Why is this big deal?

  1. When the payment via UPI was made the banking partners of merchants, NPCI gets the ccpay.<CardNumber> based VPA and is etched on their systems. UPI hasn’t classified Virtual Payment Address as sensitive personal data and by default a range of intermediaries store a copy of transaction data (for 5/7 long years!) in which they are involved. A compromise of anyone of these systems — now also leaks my credit card information — which was deposited through these merchants’ non-consented transactions and exposure of my credit card number increases drastically.
  2. When I saved my card details with these sites, it was solely for faster checkout experience. I did not consent to these merchants about their ability to use my card number and create a UPI VPA, make a payment through it to me.
  3. Making a payment to the card for the same amount as refund / reversal of a failed transaction are 2 different things. The former signifies to credit information companies that transaction has happened and payment was made while in reality it is a refund / reversal. This has implications on my personal credit score.

Is UPI VPA Sensitive Personal data :-

To make matters worse, In UPI world, Virtual Payment Address are a grey area when it comes classifying them as sensitive personal data.

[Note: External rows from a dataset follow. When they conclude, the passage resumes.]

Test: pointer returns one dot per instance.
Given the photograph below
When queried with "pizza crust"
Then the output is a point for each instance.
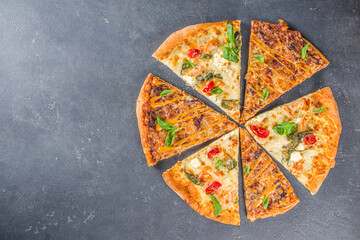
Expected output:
(182, 35)
(142, 111)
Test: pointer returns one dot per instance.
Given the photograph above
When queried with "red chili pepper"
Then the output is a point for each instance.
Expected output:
(260, 132)
(213, 187)
(209, 87)
(310, 139)
(213, 152)
(193, 53)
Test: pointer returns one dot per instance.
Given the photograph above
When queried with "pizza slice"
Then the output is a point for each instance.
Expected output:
(266, 190)
(207, 57)
(171, 121)
(302, 135)
(279, 59)
(208, 180)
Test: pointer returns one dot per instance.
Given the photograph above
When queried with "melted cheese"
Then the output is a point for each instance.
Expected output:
(200, 165)
(230, 71)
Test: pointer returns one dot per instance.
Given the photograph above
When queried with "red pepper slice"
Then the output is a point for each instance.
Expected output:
(213, 152)
(260, 132)
(193, 53)
(209, 87)
(310, 139)
(213, 187)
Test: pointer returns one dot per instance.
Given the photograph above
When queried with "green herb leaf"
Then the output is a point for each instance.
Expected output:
(265, 94)
(295, 140)
(230, 164)
(217, 206)
(164, 125)
(284, 128)
(265, 202)
(230, 32)
(186, 65)
(247, 169)
(237, 40)
(229, 55)
(235, 51)
(216, 90)
(218, 164)
(259, 57)
(304, 50)
(206, 56)
(218, 75)
(319, 110)
(191, 177)
(166, 92)
(190, 64)
(229, 104)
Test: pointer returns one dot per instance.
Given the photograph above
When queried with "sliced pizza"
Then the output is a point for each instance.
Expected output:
(207, 57)
(171, 121)
(208, 180)
(302, 135)
(279, 59)
(266, 190)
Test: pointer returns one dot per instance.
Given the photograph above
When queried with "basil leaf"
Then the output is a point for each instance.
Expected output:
(191, 177)
(216, 90)
(229, 55)
(218, 75)
(247, 169)
(319, 110)
(190, 64)
(230, 32)
(237, 40)
(304, 50)
(231, 164)
(166, 92)
(235, 51)
(218, 164)
(284, 128)
(217, 206)
(206, 56)
(207, 77)
(265, 94)
(259, 57)
(164, 125)
(229, 104)
(265, 202)
(170, 138)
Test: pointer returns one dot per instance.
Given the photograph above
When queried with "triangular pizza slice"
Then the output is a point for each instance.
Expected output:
(207, 57)
(279, 59)
(266, 190)
(171, 121)
(302, 135)
(208, 180)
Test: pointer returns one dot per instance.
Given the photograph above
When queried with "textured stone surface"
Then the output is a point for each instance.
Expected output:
(71, 163)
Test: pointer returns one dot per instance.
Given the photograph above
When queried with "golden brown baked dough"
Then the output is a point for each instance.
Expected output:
(197, 122)
(282, 68)
(263, 179)
(308, 157)
(210, 178)
(202, 45)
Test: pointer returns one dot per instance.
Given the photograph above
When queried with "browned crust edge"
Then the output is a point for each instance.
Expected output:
(246, 135)
(184, 192)
(242, 119)
(179, 36)
(327, 98)
(144, 97)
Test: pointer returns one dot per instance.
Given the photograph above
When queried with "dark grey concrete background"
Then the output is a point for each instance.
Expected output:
(71, 162)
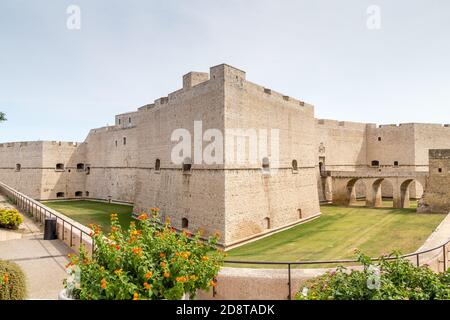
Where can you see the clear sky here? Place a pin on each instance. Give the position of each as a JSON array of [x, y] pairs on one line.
[[56, 83]]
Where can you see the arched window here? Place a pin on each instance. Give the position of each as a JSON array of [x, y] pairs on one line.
[[187, 165], [294, 165], [266, 165], [375, 163]]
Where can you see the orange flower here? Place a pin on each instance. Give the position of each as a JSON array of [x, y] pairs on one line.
[[181, 279], [104, 283], [143, 217]]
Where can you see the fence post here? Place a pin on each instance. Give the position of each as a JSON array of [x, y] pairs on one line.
[[444, 249], [289, 282]]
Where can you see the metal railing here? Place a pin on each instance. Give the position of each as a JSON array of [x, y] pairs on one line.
[[289, 265], [41, 212]]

Definition of SPDI from IT Act 2011

UPI VPAs are formed with mobile numbers (BHIM, PayTM, Phonepe, Whatsapp Pay), Email IDs (G-Pay) — all of which are ‘freely available / accessible in public domain’. Even credit card numbers can be sequentially enumerated and a list of VPAs can be programmatically generated. While credit card number is specifically defined as SPDI in IT Rules 2011, forming a VPA with it, stips off and any entity can share a credit card based VPA without violating IT Act 2011 in letter, though it violates in spirit.

What needs to be done?

  • RBI must implement Guidelines on Regulation of Payment Aggregators and Payment Gateways without any further delay which takes away the right to store card data by merchants/aggregators in raw form and mandates them to use tokenisation. This will take away their ability to use credit card number and create the VPA since they will not be allowed to store in raw form in the first place.
  • Do a thorough review of SPDI classification of UPI VPAs — which hitherto has no such classification explicitly specified and payment ecosystem players and merchants are not mandated to adhere to protect consumers’ sensitive private financial information and make amendments — particularly against auto-creation of rule-based VPAs by UPI issuer payment system providers using debit / credit numbers.
  • Do a comprehensive audit of usage of card numbers outside of the card payment rails while providing PCI-DSS certification.
  • As an aggrieved person who has lost his credit card details, I demand that entities that enabled this leak to be charged and I be issued a new credit card at no extra cost. Further NPCI must publish statistics on all card based VPAs used by merchants and all such cards must be replaced free of cost to the customer and violating entities must be penalized and charged for the same. Not doing this exercise — makes all these card numbers remain deposited at multiple places risking customers to cyber attacks/threats.

I have written about this to DPSS, RBI and PCI-SSC India hoping for fixing the problem.